Emerging on the Indian media and entertainment scene post the economic liberalisation of 1991, Star India has, through the decades, built a towering legacy for its television brands and later also for Disney+ Hotstar. The highly futuristic Ambani-Shankar-Murdoch trio joining them will mark the next big development in the history of Indian broadcasting that will usher in a phase of rapid technological advancements and globalized content in the industry. It remains to be seen how far will the other two legacies - Sony and Zee- be part of this revolution either independently or as one.
SONY-ZEE: A MISSED OPPORTUNITY?
Industry insiders are already predicting a grim outcome as regards the $10Bn mega-merger between Zee and Sony. Even as the ongoing discussions continue till January 20, Sony Group is reportedly keen to place its India CEO NP Singh as the Chief Executive Officer of the merged entity in the wake of SEBI barring ZEEL MD Punit Goenka from holding any key managerial positions. While the ban on Goenka has been lifted by the Securities Appellate Tribunal (SAT), Sony still views the ongoing SEBI probe as a corporate governance issue.

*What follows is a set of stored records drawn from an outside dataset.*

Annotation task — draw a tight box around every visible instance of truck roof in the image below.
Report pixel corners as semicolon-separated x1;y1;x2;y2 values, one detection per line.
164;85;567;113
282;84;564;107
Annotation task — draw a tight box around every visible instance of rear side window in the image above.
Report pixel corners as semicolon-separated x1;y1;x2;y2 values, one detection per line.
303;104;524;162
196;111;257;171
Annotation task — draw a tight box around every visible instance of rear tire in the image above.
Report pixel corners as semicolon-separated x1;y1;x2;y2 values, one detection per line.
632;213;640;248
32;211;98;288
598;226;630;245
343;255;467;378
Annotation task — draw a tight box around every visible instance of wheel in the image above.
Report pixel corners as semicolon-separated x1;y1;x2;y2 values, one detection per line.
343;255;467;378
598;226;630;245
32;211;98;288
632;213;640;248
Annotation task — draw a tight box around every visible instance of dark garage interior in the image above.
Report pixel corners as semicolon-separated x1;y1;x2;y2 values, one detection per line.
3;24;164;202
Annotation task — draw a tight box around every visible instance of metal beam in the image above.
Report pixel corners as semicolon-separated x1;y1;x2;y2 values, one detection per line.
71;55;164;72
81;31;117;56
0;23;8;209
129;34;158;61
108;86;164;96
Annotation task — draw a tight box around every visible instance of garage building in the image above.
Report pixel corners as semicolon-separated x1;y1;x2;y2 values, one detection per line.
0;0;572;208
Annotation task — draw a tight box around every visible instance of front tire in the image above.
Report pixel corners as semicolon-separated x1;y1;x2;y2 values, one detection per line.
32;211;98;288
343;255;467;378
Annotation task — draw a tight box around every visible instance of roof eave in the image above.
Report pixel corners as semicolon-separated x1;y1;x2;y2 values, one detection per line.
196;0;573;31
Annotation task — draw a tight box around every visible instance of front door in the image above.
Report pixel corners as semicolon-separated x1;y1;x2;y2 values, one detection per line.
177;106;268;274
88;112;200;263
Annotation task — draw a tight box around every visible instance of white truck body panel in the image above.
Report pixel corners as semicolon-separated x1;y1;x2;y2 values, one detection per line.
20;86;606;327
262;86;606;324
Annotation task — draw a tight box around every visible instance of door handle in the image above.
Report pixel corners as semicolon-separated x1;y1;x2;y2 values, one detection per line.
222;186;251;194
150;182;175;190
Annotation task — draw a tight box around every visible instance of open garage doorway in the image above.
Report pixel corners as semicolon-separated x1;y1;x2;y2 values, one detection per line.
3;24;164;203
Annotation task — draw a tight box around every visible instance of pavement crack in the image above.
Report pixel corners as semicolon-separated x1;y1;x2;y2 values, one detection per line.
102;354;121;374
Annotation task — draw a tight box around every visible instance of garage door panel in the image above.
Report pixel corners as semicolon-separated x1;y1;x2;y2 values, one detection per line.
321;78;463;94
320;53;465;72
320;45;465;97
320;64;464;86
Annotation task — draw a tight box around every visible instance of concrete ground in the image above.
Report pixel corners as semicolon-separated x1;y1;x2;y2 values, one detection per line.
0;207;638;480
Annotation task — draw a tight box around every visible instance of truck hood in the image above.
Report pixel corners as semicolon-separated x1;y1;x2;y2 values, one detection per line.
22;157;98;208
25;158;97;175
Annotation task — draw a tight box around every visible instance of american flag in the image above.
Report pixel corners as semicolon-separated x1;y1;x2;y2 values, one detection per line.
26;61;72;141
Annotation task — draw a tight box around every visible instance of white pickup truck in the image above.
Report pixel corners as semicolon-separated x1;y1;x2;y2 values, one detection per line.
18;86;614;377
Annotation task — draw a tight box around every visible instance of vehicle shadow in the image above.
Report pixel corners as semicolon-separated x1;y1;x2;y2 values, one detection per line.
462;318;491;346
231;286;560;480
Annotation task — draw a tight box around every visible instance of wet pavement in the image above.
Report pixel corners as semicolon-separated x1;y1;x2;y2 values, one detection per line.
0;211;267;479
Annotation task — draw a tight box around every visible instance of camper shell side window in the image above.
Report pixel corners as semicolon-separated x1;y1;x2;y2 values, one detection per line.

Sources say that apart from the standoff over CEO appointment, ZEEL’s poor financial performance and the $1.5 billion sub-licensing deal for ICC Cricket signed by the company in August 2022 with rival Star. have further miffed Sony Corp.
With Goenka wanting Sony to honor the original agreement as per which he was to serve as MD and CEO of Sony-Zee for a period of five years from the effective date, there’s a possibility of the deal falling flat after two years of negotiations and despite obtaining key regulatory approvals. According to Elara Capital, “In case Sony calls off the deal, shareholders may resort to a consortium to engage with Sony or another strategic partner post that. The deal is between two entities and Mr. Punit Goenka being the CEO of the merged co. is a part of the deal, but not a key reason or a trigger for the deal being called off. The likelihood of the deal going through remains much higher without him, as the promoter group has a stake of mere ~4% in the company, thus limiting bargaining power with shareholders, who own a large chunk of the company (77% owned by institutional holders).”
Taurani reckons that with the Reliance-Disney merger on the horizon, the collapse of the deal will hurt both the entities even more. “Converging growth rates on the linear TV side and hefty losses on Digital will impact both Zee and Sony negatively. They will not be able to grow faster than the market on the linear TV side and on the digital side, they will struggle to scale up. It’ll be a big win for Reliance, specifically on the digital side because after acquiring IPL rights, Jio Cinema is the market leader now at least in terms of ad revenue scale. They’ve got the highest ad revenue number and viewership number compared to any other OTT platform in the country today. They will be able to compete with and pressurize other platforms like Zee5, SonyLIV if the merger does not go through.”